Snow tends to insulate sea ice from the atmosphere, so should reduce the amount of thickening of sea ice. TPW is the highest since 1948, much higher than before 2000, about 20% (1/5) higher than in recent years. This will have the effect of tending to reduce sea ice thickness, PIOMAS and Cryosat will indicate to what degree this has happened (see the end of my last post for comments on Cryosat volume/thickness data). But that is a 20% on top of what is usual for October to December (and last year for that period was pretty usual).

However, the above does support the interpretation that this year's weird Arctic weather in January and February was driven by influx of warmer more moist air from lower latitudes.

4 comments:

Ronan said...

It was my understanding that total precipitable water was simply a measurement of how much water was present in a column of the atmosphere, not how much water has fallen or is likely to fall as snow/rain/what have you. It's correlated with total snowfall, of course (the snow's got to come from somewhere, after all), but it's no more than a correlation; actual precipitation can either be lower than the value implied by the TPW (not all the water falls) or higher (water is drawn in from surrounding regions of the atmosphere, replenishing the water content of a particular column of the atmosphere). Or am I misunderstanding what you're saying, here?

Chris Reynolds said...

Thanks Ronan,

That was my understanding, but when I tried to plot the variable for anything but the surface the webpage spat out an error. I know that either this variable or a similar one is used for snow cover in PIOMAS.

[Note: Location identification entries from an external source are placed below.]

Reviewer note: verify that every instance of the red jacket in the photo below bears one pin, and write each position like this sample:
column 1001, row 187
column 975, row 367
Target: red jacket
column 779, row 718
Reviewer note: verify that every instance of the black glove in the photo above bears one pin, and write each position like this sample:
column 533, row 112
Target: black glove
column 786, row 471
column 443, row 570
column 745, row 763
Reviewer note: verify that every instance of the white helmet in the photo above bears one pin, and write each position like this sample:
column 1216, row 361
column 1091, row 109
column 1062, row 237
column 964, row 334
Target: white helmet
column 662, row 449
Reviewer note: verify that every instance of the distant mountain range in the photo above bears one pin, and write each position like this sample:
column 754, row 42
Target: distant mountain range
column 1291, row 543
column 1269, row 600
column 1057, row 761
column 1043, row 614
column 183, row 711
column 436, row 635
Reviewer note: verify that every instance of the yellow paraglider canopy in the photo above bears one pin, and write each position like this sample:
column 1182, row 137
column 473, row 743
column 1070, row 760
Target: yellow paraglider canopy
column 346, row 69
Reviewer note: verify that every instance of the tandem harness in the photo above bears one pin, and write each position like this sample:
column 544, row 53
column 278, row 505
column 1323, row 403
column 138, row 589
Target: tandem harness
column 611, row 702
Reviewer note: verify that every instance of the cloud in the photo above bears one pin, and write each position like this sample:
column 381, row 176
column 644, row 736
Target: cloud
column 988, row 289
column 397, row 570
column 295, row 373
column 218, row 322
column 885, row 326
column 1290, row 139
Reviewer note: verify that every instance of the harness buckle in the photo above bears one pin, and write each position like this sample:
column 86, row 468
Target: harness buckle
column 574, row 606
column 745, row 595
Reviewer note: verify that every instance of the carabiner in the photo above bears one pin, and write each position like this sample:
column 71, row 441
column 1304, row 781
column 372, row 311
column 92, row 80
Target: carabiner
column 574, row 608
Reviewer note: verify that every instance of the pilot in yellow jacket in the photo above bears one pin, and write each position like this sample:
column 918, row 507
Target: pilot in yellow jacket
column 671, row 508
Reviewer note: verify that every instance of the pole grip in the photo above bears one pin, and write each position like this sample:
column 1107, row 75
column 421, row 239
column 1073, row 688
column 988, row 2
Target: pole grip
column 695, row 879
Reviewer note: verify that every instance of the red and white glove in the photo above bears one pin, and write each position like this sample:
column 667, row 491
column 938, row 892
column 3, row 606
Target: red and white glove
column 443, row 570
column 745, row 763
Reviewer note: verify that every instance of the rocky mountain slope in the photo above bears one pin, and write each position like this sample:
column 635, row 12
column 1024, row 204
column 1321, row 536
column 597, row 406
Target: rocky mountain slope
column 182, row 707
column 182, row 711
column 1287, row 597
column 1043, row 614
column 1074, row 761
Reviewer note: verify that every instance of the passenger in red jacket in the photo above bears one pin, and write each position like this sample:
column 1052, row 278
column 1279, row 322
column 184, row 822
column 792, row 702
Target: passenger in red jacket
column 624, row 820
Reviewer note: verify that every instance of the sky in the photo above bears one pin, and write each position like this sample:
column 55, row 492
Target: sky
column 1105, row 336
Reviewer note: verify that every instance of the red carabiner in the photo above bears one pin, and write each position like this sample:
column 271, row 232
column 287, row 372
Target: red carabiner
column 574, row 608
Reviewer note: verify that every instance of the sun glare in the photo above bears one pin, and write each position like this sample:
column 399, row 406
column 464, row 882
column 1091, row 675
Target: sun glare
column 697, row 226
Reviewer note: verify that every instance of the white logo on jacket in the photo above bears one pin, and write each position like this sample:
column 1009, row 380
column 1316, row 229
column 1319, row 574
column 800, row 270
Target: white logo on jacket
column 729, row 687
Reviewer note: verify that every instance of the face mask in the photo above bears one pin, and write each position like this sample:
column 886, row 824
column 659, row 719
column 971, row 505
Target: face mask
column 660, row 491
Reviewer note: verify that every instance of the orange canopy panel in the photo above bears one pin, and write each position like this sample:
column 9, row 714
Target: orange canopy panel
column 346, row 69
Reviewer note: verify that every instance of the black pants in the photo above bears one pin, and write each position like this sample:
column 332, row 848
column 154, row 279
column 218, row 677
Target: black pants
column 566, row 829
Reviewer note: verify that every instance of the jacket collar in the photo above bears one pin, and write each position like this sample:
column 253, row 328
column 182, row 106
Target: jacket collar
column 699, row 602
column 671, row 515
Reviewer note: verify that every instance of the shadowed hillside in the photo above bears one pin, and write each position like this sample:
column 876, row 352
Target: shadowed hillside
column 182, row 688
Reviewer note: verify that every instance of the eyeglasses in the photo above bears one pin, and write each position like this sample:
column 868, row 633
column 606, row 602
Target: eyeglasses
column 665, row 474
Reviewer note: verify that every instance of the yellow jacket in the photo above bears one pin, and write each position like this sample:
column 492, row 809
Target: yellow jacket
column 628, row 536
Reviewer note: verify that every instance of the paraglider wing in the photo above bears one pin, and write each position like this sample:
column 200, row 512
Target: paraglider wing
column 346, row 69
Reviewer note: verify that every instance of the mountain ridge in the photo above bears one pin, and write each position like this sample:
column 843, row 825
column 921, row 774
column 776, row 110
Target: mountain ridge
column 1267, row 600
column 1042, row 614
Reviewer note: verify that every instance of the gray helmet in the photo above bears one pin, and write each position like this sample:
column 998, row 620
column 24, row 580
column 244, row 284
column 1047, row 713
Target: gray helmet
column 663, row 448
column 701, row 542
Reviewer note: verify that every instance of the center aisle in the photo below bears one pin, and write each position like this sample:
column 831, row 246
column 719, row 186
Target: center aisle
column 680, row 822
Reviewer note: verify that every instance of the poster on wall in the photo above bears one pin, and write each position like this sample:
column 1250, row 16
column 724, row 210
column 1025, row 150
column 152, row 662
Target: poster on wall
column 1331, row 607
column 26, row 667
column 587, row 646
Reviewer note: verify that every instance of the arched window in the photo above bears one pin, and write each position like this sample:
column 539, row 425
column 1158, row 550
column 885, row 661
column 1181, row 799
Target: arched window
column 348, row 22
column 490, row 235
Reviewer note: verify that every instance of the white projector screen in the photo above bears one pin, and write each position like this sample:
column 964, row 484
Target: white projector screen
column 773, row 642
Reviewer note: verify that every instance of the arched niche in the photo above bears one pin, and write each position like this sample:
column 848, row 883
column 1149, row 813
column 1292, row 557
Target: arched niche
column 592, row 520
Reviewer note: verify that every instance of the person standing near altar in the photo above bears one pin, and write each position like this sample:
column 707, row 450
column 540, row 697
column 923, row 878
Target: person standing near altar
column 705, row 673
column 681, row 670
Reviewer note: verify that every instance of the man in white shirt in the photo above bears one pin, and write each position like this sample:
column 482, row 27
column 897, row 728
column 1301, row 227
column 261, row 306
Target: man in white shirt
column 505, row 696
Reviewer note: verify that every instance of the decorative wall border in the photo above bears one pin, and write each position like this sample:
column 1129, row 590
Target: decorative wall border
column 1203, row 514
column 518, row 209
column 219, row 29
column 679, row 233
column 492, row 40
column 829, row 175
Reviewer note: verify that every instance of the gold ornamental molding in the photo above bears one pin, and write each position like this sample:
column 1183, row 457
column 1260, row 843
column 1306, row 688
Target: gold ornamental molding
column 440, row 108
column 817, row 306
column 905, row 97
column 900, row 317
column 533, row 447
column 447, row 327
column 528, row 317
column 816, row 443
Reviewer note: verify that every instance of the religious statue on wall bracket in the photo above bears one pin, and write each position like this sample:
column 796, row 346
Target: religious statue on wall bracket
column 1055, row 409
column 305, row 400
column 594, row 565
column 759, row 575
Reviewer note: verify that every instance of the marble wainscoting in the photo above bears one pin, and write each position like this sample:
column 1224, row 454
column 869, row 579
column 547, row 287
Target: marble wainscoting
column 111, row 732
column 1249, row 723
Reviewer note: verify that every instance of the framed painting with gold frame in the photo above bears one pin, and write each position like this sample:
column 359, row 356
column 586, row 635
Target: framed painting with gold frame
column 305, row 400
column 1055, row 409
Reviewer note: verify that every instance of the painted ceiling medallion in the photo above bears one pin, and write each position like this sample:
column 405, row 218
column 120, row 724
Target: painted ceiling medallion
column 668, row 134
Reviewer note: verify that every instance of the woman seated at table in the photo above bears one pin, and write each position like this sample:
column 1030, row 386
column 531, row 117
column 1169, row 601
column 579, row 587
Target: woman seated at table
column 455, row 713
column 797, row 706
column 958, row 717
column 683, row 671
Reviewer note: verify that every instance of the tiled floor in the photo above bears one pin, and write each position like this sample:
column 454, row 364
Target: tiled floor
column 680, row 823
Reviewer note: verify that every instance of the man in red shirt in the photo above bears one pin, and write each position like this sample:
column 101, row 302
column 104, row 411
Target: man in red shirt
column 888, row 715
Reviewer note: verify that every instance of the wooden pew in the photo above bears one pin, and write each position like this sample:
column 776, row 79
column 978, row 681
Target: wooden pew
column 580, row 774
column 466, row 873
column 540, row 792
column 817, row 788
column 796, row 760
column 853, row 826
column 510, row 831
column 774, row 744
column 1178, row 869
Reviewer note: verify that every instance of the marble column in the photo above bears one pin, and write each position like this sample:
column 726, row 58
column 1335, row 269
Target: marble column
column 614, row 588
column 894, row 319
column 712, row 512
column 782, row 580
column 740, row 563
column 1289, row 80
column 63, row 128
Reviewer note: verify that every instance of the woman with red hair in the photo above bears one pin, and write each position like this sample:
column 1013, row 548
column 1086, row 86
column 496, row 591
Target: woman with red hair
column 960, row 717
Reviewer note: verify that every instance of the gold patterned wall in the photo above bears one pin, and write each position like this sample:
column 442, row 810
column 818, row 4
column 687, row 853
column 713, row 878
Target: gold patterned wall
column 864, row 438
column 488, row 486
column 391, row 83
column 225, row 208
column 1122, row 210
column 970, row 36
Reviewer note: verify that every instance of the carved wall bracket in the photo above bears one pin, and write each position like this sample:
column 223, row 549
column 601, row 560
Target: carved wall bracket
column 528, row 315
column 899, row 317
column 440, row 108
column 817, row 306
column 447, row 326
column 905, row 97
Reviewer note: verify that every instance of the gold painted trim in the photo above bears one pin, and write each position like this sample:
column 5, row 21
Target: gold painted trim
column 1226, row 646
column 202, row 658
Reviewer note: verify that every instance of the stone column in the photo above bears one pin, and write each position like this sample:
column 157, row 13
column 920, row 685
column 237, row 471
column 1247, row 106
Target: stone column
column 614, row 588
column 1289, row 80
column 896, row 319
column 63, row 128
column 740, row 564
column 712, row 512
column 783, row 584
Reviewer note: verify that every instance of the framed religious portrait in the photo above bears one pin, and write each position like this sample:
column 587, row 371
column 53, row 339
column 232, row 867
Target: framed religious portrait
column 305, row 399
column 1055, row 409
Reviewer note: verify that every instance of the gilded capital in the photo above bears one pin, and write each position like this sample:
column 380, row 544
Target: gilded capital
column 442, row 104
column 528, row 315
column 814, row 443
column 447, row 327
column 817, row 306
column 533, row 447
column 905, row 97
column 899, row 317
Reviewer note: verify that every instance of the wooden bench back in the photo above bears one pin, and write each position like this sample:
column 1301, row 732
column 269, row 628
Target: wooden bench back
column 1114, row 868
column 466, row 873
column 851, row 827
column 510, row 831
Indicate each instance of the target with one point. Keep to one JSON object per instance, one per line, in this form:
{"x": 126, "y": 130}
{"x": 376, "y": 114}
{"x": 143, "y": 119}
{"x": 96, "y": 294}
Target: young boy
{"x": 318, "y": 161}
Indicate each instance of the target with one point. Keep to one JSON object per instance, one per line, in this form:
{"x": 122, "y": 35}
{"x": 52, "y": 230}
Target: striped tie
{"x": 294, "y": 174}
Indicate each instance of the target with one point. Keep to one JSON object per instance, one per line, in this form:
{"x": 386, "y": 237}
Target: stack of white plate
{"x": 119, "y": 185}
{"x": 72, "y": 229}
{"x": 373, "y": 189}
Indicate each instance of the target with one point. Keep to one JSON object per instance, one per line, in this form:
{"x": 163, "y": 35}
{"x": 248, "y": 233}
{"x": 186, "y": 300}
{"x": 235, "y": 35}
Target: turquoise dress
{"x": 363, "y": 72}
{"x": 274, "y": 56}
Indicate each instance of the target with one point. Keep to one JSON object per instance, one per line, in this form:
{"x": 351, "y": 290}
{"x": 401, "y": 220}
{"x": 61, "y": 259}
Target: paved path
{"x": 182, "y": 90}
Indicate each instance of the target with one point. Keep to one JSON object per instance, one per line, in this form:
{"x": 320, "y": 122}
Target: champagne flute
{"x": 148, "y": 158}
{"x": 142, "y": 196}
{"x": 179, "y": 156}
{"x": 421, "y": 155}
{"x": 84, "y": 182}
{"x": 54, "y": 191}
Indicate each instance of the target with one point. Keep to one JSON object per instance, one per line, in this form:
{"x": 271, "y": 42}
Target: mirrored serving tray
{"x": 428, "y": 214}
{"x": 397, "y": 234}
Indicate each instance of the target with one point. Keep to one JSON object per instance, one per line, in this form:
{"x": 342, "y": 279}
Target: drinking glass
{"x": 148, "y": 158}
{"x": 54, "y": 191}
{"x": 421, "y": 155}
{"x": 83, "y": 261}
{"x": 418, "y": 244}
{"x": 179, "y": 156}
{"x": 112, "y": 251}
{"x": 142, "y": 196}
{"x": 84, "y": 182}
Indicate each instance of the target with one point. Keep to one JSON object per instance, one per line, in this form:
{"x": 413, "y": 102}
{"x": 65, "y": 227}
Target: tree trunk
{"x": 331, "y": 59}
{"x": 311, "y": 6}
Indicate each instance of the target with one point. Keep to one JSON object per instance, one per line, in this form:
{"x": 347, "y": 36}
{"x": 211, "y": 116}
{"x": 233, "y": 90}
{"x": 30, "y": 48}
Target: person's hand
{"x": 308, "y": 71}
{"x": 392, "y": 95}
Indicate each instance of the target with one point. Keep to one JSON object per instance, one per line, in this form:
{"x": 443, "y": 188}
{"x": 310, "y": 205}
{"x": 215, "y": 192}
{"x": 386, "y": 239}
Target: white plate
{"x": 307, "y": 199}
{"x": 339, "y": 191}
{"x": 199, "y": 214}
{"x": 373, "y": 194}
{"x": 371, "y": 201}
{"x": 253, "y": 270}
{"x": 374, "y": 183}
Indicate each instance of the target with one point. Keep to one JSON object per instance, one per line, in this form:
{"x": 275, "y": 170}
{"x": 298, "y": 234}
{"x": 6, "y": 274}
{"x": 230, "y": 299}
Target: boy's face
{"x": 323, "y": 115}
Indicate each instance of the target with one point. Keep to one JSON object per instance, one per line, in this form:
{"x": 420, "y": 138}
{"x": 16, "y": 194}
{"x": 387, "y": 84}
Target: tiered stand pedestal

One issue is that if the variable is for the entire column, and if the units are kg/m^2 then there doesn't seem to be enough water to give the snow cover reported in Warren for the past.

This was a very rushed post because in the previous post I calculated the effect of the recent warmth on Jan Feb sea ice thickening and found it was not significant. However this data suggests that snowfall might have been significant and could reduce winter thickening of the ice. So as data contrary to my previous point I felt I had to get it out there as soon as I could.

I think there are two points here:

1) Snow cover may have substantially reduced thickening in Jan and Feb.

2) The high TPW supports the idea that the warmth of the last two months is due to influx of warmer air from lower latitudes.

Kevin O'Neill said...

Chris,

The graph for TPW includes a lot of open water in the Atlantic sector that was usually ice-covered in previous years. I would assume that the open water also leads to more TPW. I don't know if it requires much in the way of inflow into the Atlantic sector.

Chris Reynolds said...

Thanks Kevin,

Good point. I have regraphed and added a new plot to the main post. The plot changes but Jan/Feb 2016 is only 0.2 below that calculated and including the Atlantic ocean.